At a meeting called on 6 November, the then prime minister Enrico Letta announced that there would be a gradual reduction in the number of ships entering the city and that the plan favoured by Paolo Costa, president of the Venice Port Authority, of a new route through the lagoon, via the Canale Contorta Sant'Angelo, would be carried out.
But in March a regional tribunal overturned the Italian government’s partial ban on large cruise ships, pending a court hearing in October. Ships subsequently continue to arrive—more than 1,100 sailings a year back and forth through the city— because of the major contribution they make to the economy of the port. The largest of the ships is 110,000 gross tonnes and the length of three football pitches (the Titanic was 46,000 gross tonnes).
Anna Somers Cocks, the chief executive of The Art Newspaper, has signed the petition.
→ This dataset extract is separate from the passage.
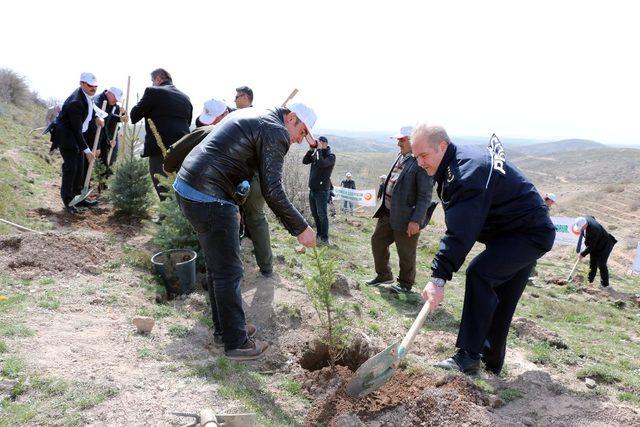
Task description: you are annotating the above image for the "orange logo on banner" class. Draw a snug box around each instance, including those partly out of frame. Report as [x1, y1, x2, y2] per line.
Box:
[364, 193, 372, 201]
She says: “The situation is that the ships are still coming in as before because there is no acceptable alternative route, the proposed Canale Contorta Sant'Angelo being too damaging to the lagoon because it would have to be dredged to a depth of about 20 metres, which would accelerate sediment loss. A proposed floating port outside the Lido entrance, with passengers coming in on smaller boats, would be the best solution, but where is the money to come from?”